BEIRUT: When it comes to the Arab Spring, social media has already proven its worth in influencing politics and inspiring large-scale social movements.
The Facebook page “We are all Khaled Said” played an instrumental role in cementing anti-regime sentiment in Egypt prior to the uprising in January last year.
Now four young Arab women hope that social networking might help unite the public in the face of oppression once again.
The Facebook page “The uprising of women in the Arab world” was started in October 2011 by Daila Haidar and Yalda Younes from Lebanon, Sally Zohney from Egypt and Farah Barqawi from Palestine.
The group aims to unite women from all ethnicities and religions all over the Arab world in support of a common cause – the equality of women and men socially, politically, economically and legally.
In the space of a year the group gathered 20,000 likes on Facebook – but it wasn’t until last week that the campaign really took off.
On Oct. 1, to mark the anniversary of the page, the team decided to begin a photo campaign, asking women from the Arab world to post photographs of themselves holding a message explaining why they supported the idea of a women’s uprising.
Within eight days they received 10,000 new followers, with hundreds of photos posted every day. And the numbers are still rising – the page had over 1,000 new followers Monday in the space of a single day, more than 2,000 Tuesday. By Friday the total number of likes reached 35,000.
“The main purpose of the campaign is to spread awareness about the multi-layered oppression that women are subject to,” Haidar explains. “Before revolting you have to be aware of the repression ... The second [aim] is to show how much our causes are related, despite the frontiers between the different Arab countries, and from that to create a solidarity network.”
The founders believe that women across the region face similar problems. “There are differences that might look huge,” says Barqawi, who has lived in Palestine, Jordan, Syria and Lebanon. “However, we see things as mirroring each other – the suffering or the oppression or the marginalization of women is just a coin with different faces.”
“In the end all these forms of oppression boil down to the same thing,” adds Haidar. “It’s basically violating human rights. Even though it’s different from one country to another, oppression is still oppression.”
She explains that there are several common battles that women all across the Arab world face, in particular laws on rape, which often absolve the rapist of any crime if he marries his victim, and laws relating to honor crimes, which often stipulate a reduced sentence for men involved in killing female family members deemed to have done something “shameful.”

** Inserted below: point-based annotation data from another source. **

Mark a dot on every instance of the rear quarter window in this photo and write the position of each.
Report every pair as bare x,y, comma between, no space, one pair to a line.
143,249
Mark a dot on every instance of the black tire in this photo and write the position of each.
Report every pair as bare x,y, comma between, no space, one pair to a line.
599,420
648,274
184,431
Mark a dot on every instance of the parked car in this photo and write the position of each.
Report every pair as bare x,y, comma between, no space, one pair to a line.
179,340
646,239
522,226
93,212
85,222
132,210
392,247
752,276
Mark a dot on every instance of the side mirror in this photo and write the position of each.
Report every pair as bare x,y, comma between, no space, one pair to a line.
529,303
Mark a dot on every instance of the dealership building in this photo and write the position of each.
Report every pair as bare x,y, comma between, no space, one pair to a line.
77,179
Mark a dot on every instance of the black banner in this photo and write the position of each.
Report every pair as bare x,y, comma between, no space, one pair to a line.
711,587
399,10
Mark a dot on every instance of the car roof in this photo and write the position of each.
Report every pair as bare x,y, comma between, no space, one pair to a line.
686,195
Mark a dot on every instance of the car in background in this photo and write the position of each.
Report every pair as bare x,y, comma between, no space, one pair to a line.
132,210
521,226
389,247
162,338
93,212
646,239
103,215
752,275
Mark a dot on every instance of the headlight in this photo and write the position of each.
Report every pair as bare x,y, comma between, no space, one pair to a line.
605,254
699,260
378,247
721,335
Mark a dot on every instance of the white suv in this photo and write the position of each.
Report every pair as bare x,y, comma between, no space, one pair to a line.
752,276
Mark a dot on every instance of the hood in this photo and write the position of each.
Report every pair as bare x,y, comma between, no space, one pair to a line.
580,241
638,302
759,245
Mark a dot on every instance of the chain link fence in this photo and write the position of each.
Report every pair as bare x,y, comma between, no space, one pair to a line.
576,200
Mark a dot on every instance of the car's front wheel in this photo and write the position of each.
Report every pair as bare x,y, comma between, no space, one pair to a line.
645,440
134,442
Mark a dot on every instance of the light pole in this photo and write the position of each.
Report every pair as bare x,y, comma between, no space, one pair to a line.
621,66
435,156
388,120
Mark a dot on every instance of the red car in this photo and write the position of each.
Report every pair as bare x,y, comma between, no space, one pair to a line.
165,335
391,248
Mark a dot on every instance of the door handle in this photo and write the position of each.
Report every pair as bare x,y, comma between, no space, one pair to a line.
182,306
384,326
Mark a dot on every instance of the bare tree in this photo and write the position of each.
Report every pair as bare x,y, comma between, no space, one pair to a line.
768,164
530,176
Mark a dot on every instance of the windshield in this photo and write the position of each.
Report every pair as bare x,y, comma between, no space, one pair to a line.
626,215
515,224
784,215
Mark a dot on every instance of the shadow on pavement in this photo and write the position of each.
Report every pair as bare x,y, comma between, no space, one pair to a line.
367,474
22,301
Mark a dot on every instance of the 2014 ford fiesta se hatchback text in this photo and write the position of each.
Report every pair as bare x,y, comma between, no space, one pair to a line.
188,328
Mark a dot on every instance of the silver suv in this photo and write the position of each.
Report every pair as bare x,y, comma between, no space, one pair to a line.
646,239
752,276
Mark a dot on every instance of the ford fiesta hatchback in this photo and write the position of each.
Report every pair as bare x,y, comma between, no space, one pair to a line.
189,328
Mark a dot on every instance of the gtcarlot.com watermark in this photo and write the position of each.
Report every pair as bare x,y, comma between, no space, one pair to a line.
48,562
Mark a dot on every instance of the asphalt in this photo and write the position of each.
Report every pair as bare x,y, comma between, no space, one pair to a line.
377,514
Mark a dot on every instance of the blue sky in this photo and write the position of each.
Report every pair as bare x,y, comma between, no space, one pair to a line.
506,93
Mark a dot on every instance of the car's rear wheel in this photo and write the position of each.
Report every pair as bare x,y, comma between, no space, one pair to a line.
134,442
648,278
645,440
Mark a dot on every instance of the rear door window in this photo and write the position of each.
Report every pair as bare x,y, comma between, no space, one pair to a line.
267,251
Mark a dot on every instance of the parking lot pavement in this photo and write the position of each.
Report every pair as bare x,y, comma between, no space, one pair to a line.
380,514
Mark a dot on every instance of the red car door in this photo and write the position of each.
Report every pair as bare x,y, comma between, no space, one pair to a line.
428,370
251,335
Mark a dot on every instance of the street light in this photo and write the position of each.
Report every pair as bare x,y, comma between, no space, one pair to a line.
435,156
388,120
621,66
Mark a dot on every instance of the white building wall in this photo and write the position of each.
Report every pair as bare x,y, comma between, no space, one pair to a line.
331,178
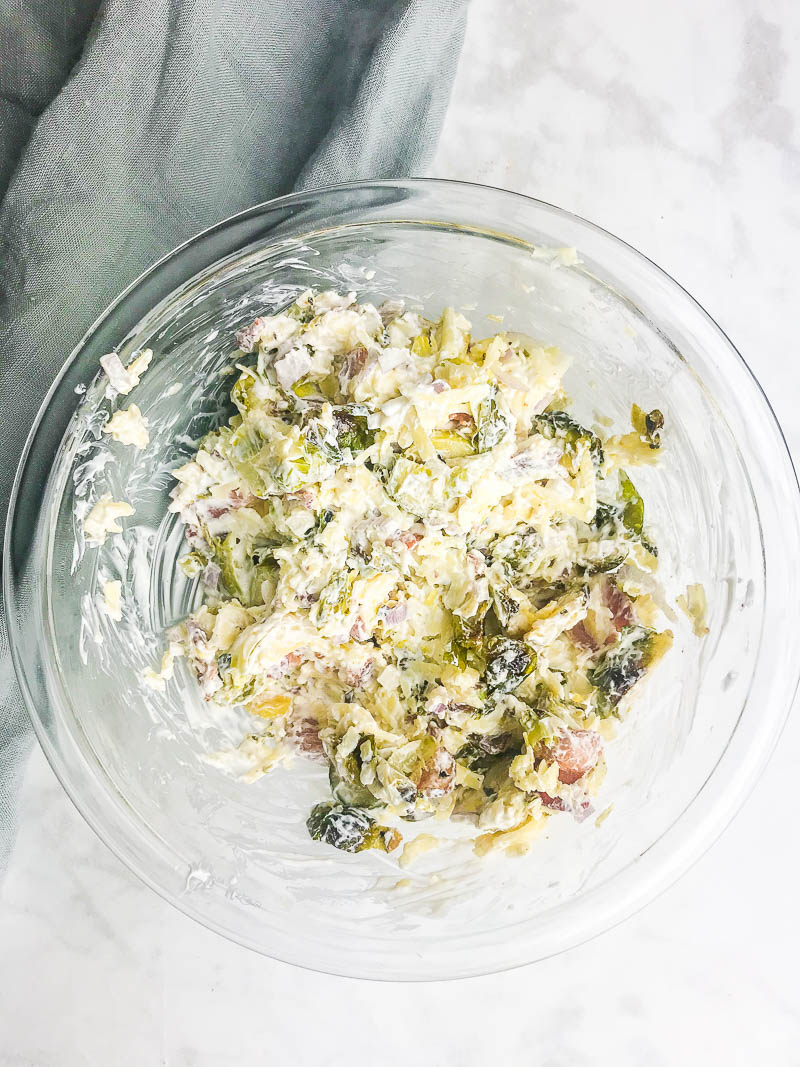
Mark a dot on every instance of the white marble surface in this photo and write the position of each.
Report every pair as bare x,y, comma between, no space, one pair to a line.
674,126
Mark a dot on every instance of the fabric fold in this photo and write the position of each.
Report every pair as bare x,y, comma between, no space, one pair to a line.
126,131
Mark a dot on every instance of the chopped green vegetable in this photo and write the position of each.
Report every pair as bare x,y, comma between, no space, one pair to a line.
508,663
493,424
352,428
633,513
348,828
517,552
648,425
619,669
557,425
335,596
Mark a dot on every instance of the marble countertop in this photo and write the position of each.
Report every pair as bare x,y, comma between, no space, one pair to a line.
674,126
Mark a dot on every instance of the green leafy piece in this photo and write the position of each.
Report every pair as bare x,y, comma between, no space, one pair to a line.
557,425
321,439
450,444
619,669
606,566
517,552
349,828
493,425
508,663
321,521
305,387
352,428
346,782
230,557
466,647
422,344
505,605
648,425
335,596
630,515
633,512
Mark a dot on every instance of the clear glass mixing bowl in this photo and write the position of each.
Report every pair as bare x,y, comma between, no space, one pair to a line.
237,856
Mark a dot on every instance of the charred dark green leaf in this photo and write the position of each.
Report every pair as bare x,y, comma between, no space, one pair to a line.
349,828
648,425
508,663
352,428
558,425
492,424
618,671
335,596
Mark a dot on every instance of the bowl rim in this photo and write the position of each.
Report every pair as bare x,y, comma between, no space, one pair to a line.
669,868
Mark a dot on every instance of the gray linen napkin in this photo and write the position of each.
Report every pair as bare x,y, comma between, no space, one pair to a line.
129,126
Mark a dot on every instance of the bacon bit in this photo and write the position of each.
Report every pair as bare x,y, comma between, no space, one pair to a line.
580,811
354,363
438,775
408,538
619,604
288,664
234,500
576,752
304,734
582,638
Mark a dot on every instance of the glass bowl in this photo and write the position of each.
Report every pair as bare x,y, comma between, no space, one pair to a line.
236,856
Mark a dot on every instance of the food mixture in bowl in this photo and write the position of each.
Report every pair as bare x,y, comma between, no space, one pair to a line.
419,569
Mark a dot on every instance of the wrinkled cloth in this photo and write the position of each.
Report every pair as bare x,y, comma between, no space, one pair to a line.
129,126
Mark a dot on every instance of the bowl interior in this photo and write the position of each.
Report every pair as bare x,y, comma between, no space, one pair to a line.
237,854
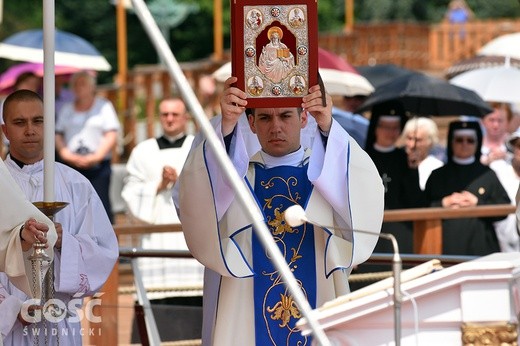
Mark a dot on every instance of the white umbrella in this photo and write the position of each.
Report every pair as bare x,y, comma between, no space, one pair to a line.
70,50
505,45
342,83
493,84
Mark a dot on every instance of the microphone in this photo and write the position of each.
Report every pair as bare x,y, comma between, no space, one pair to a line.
295,216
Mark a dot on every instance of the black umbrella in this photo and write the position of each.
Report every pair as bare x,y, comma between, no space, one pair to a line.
419,94
381,74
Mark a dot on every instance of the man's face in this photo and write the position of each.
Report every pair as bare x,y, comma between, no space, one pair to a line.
24,129
173,117
516,150
278,129
496,124
464,147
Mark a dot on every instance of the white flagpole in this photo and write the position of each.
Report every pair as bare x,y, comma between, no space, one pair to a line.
236,181
48,100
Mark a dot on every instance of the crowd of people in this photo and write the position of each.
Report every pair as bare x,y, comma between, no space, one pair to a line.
285,156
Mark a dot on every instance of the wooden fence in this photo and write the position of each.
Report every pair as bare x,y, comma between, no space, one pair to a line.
431,48
427,240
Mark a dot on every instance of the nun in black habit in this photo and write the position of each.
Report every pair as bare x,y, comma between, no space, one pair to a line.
401,183
465,182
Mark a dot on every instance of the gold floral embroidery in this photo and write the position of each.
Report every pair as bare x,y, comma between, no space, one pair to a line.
284,310
279,224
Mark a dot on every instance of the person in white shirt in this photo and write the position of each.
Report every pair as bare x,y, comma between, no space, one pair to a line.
86,248
153,168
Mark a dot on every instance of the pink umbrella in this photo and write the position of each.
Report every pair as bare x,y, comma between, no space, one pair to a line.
9,77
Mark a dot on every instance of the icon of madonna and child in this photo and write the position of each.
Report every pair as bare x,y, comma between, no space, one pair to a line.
276,61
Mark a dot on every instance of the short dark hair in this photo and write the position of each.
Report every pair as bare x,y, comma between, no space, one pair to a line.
19,95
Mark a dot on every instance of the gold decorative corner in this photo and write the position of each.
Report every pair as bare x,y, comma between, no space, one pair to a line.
489,334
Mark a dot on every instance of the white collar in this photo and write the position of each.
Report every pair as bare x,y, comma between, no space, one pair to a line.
293,159
460,161
382,149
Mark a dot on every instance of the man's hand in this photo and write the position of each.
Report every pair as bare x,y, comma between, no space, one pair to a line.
33,231
59,232
313,104
232,105
460,200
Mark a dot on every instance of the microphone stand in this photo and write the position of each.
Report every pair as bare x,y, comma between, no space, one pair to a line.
237,183
398,296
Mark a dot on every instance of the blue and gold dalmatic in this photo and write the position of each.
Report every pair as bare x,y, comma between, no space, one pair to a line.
276,312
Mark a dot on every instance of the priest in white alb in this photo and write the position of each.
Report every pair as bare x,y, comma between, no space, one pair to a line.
245,299
86,247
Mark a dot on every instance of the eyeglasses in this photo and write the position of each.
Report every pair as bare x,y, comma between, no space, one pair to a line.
469,140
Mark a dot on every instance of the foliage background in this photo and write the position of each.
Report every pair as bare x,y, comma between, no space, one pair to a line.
95,21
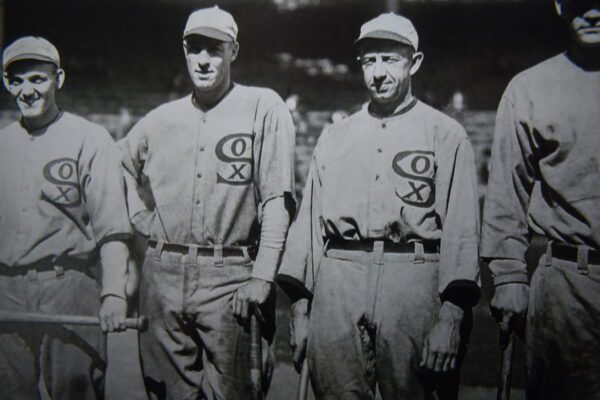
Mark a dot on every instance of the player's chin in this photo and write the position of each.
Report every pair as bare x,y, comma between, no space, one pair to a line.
588,37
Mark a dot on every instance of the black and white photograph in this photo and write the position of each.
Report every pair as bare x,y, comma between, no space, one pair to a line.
300,199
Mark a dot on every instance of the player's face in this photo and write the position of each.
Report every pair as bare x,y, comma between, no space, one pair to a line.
583,17
386,69
33,85
209,61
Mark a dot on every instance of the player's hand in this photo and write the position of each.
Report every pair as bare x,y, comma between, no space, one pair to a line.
509,308
133,278
255,293
299,332
441,344
113,312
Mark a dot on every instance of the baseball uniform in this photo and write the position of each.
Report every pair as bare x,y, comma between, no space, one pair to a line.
212,175
62,197
386,231
544,179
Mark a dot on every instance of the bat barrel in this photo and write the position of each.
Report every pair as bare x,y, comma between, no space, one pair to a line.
255,358
140,323
303,383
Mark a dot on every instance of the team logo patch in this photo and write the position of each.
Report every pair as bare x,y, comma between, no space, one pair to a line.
417,168
235,151
62,174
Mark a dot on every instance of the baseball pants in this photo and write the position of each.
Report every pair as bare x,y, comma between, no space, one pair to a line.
563,331
370,315
195,348
67,359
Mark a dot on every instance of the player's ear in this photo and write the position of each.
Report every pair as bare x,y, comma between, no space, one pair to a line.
235,48
416,62
60,78
5,81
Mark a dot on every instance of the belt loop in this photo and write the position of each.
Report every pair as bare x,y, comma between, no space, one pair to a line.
218,255
548,261
193,256
419,253
60,272
378,252
246,254
32,275
582,260
159,248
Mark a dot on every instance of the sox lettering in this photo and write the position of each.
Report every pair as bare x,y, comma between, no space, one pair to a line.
62,173
417,167
235,151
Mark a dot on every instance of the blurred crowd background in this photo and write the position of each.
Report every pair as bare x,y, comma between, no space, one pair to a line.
124,57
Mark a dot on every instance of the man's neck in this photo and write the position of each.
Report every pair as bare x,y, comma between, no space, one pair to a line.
587,58
205,100
383,110
41,122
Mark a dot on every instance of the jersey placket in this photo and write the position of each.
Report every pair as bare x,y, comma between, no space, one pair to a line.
377,178
25,203
199,198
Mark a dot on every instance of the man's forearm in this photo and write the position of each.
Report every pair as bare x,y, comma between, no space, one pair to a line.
113,258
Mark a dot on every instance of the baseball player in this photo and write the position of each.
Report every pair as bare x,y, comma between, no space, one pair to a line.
62,202
544,174
381,260
220,165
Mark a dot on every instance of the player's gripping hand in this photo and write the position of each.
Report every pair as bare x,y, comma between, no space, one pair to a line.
441,344
255,293
113,312
509,308
299,332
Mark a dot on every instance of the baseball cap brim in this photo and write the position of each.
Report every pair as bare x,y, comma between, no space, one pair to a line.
385,35
29,56
209,32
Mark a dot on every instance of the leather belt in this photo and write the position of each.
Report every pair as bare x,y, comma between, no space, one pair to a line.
568,252
429,246
208,251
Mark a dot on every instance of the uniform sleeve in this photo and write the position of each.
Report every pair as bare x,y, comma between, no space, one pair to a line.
505,233
456,187
274,150
304,245
274,226
134,151
103,189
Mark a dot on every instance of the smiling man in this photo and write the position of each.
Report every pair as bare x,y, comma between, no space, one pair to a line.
220,166
62,202
381,260
544,175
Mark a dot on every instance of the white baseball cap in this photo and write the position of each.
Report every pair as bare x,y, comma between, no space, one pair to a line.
212,22
390,26
30,48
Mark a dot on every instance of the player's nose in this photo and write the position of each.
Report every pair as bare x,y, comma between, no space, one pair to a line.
379,70
203,58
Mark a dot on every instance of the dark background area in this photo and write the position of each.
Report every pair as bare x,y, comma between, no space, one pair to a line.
128,53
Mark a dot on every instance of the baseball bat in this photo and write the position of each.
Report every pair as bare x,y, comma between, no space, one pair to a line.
303,382
506,369
255,358
140,323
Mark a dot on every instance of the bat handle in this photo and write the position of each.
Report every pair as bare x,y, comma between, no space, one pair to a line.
139,323
506,369
255,358
303,383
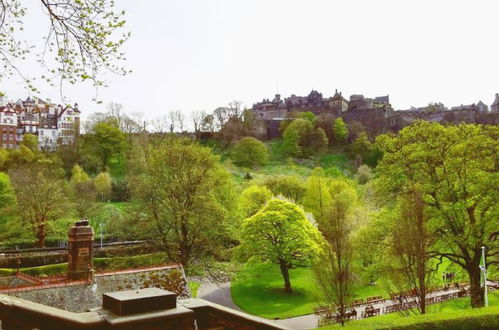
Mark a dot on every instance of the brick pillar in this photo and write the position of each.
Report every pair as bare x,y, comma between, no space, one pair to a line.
80,251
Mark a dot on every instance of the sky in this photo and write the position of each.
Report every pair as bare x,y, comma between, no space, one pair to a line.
198,55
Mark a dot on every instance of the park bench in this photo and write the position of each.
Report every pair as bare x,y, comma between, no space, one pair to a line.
375,300
392,308
368,312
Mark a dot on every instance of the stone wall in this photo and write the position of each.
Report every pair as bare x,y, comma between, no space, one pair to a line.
82,297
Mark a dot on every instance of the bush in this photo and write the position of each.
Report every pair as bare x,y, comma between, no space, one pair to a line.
250,152
287,186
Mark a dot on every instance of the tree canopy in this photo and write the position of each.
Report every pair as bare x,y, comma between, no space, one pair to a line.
457,170
281,233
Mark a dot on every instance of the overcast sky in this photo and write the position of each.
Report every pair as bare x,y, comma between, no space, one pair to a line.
197,55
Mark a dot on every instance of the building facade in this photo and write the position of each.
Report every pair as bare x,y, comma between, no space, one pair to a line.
53,124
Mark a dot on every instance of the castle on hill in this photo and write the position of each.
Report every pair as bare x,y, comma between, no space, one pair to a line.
375,114
53,124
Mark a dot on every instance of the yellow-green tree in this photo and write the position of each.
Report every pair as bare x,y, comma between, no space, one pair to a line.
103,185
280,233
457,170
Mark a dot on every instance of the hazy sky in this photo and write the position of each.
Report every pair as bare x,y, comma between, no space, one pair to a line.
197,55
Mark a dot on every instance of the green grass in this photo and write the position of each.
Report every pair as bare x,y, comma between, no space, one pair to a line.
453,314
258,289
194,286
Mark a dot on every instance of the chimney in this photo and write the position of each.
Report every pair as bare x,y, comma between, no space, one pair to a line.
80,251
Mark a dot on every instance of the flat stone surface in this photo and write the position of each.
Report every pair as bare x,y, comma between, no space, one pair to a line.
138,301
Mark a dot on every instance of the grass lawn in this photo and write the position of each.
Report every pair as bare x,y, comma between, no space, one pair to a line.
455,314
258,289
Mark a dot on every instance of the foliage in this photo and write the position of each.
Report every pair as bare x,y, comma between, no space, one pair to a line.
253,199
83,38
250,152
340,131
104,143
364,174
288,186
281,233
302,139
456,168
40,197
103,185
187,195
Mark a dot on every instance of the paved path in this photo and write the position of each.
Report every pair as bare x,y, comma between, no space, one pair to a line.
218,293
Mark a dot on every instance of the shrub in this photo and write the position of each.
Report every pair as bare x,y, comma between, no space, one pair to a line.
287,186
250,152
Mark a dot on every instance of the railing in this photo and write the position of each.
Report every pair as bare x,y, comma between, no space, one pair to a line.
199,314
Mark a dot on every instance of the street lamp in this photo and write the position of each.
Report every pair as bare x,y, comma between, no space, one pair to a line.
484,271
101,235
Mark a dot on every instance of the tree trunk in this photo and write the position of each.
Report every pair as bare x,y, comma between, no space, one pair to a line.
285,274
40,235
476,291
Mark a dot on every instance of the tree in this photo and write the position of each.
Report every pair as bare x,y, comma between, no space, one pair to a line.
317,197
410,240
456,168
340,131
187,195
40,198
7,196
107,142
103,185
30,141
83,192
83,38
287,186
253,199
301,138
197,120
281,233
364,174
334,273
250,152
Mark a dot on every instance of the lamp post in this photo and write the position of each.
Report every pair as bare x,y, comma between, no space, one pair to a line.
101,235
484,271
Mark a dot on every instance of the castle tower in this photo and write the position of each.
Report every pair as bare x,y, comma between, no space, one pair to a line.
80,251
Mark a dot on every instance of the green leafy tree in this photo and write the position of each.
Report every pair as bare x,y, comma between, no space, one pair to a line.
107,142
7,196
456,168
31,142
83,37
302,139
253,199
280,233
250,152
317,198
287,186
187,195
4,157
40,197
103,185
334,273
84,192
340,131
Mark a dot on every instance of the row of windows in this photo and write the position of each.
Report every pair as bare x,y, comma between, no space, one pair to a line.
7,136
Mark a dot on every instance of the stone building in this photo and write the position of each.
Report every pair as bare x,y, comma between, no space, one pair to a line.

The photographs encourage people to express themselves personally, rather than just “liking” a page, and each is titled with the sender’s first name and country of origin.
“I think this campaign is not fully virtual because of the photos,” adds Barqawi. “We had strict guidelines – we need a photo with eyes or hands or a body ... It actually has people and these people are identified – we’re not putting [pseudonyms]. Many of them tag themselves in their photos, which is really great.”
It is not only women who have responded to the campaign. Men are also sending in photos with messages of support, and photos have started appearing from all over the world.
Even teenage boys are getting involved. Abdulkareem from Saudi Arabia posted a photo of himself holding a sign which reads, “I am with the uprising of women in the Arab world because I am 16 years old and according to the law, I am the guardian of my widowed mother. Revolt mother! You are strong, you are free!”
Christèle from Lebanon holds a sign next to the swell of her pregnant belly with the words, “I am with the uprising of women in the Arab world because as a Lebanese woman there is no reason why I should not be able to grant my nationality to my children.”
Many of the photos have multiple comments from viewers, who often debate issues raised by the image. A Yemeni woman wearing the burqa in her photograph sparked discussions around the issue of veiling, whether or not it should be characterized as repressive and whether it makes a difference if a woman chooses to wear the veil, or if she is obliged to by law or pressure from family members.
According to Barqawi, Facebook statistics show that the majority of followers are between 24 and 30. When it comes to nationality the largest group is from Palestine, the next largest from Saudi Arabia, two countries which – like women – were bypassed by the Arab Spring uprisings.
“The campaign [started] after the drawback that happened to women after the Arab Spring,” Haidar adds. “A backlash was given to all of them in different countries. We know that change doesn’t happen overnight but the results ... were very disappointing.
“The women who were on the front lines,” she continues, “fighting the dictatorships and getting [shot], detained, harassed, raped and even killed – they were treated really badly ... This is our moment, with all this change that is going on around us. Either we take advantage of [it] or we have to wait another 40 years – maybe more.”